Share

Jatuh Cinta Setengah Mati

Waktu berlalu dengan sangat lama. Aku tidak mendengar suara lain kecuali napasku sendiri. Sunyi. Aku tahu percuma untuk berteriak. Tidak ada yang bisa mendengar suaraku. 

Aku kini hanya berharap ada guru yang menyadari ketidakhadiranku. Tapi sepertinya harapanku sia-sia. 

Akhirnya yang aku khawatirkan benar-benar terjadi. Jam sekolah usai. Matahari mulai redup. Aku bisa melihat dari semakin gelapnya bilik toilet. Dari cahaya matahari yang masuk lewat ventilasi luar, aku bisa mengintip sinar matahari yang main condong ke barat.

Aku menangis ketakutan, membayangkan melewati malam seorang diri di toliet yang gelap gulita. Aku  berada di titik putus asa terendah dalam hidup saat mendadak aku mendengar keributan di luar bilik.

"Periksa satu-satu," ujar suara yang akrab di telingaku.
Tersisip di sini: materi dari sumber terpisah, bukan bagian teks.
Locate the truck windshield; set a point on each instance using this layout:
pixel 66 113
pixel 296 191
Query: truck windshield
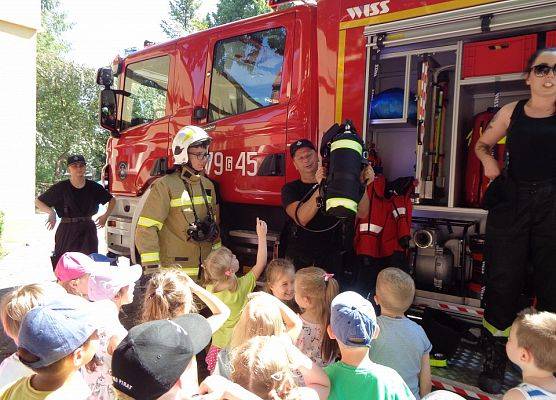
pixel 246 73
pixel 147 83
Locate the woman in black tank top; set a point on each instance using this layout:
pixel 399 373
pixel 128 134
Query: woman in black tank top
pixel 521 224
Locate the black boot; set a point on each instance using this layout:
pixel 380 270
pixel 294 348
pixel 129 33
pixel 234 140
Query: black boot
pixel 494 366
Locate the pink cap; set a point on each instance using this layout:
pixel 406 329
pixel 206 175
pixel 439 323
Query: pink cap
pixel 73 265
pixel 107 283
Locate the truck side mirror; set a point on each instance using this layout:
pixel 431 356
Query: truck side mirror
pixel 199 113
pixel 108 108
pixel 105 77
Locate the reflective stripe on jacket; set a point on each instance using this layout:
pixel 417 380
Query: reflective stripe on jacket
pixel 161 233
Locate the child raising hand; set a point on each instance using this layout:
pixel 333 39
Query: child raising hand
pixel 221 267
Suara Dokter Aldo.

Semangatku langsung menyala. "Tolong! Tolong! Dokter Aldo, aku di sini."

"Marla, kamu di mana?" tanya Dokter Aldo.
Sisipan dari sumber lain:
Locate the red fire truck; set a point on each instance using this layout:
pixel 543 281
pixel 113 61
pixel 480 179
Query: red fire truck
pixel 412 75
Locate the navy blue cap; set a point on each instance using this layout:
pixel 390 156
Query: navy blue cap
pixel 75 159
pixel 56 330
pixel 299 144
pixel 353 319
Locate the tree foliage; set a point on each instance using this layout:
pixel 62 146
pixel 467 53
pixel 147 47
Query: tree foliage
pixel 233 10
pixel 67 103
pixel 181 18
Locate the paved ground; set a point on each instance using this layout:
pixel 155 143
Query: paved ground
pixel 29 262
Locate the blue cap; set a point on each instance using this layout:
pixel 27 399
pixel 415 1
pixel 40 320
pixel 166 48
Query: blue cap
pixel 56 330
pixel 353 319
"Di sini. Toilet bilik yang paling ujung."

Tidak perlu lama aku menunggu pintu toilet dibuka. Dokter Aldo yang jangkung berdiri di depanku dengan pakaian kerja yang acak-acakan. Wajahnya tampak lelah tapi lega. Di belakangnya berdiri Pak Umar, penjaga sekolah kami. Pria berpakaian sederhana itu menunjukan wajah bersalah yang kentara terlihat.
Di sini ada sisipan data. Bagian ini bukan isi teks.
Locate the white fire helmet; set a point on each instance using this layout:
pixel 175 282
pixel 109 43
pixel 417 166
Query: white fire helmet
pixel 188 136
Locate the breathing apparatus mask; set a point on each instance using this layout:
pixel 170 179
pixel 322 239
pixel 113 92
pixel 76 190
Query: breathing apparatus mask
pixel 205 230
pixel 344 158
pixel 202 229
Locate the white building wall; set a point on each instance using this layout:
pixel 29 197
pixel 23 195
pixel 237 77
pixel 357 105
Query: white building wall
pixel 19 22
Dokter Aldo menghampiriku yang berdiri gemetar. Dia kemudian mendekapku dengan sangat erat. Pelukan itu tidak sanggup kubalas sebab tubuhku terasa membeku.

"Ayo pulang," kata si Dokter.

Aku mengangguk lemah.

Sepanjang perjalanan pulang, dalam mobil Dokter Aldo, aku diam mematung. Aku ingin menangis agar merasa lega. Tapi air mataku rasanya sudah terkuras habis.

"Kalau kita sampai di rumah nanti, kamu jangan bicara apa pun. Nenek mungkin akan marah sebab merngira kamu keluyuran sepulang sekolah," kata Dokter Aldo.

"Jadi aku harus gimana?" tanyaku.

"Diam aja. Biar aku yang menjelaskkan semuanya. Kita mampir dulu untuk makan malam."

"Tapi kita bakal lebih lama sampai di rumah."

"Nggak apa. Toh, yang penting kamu baik-baik aja."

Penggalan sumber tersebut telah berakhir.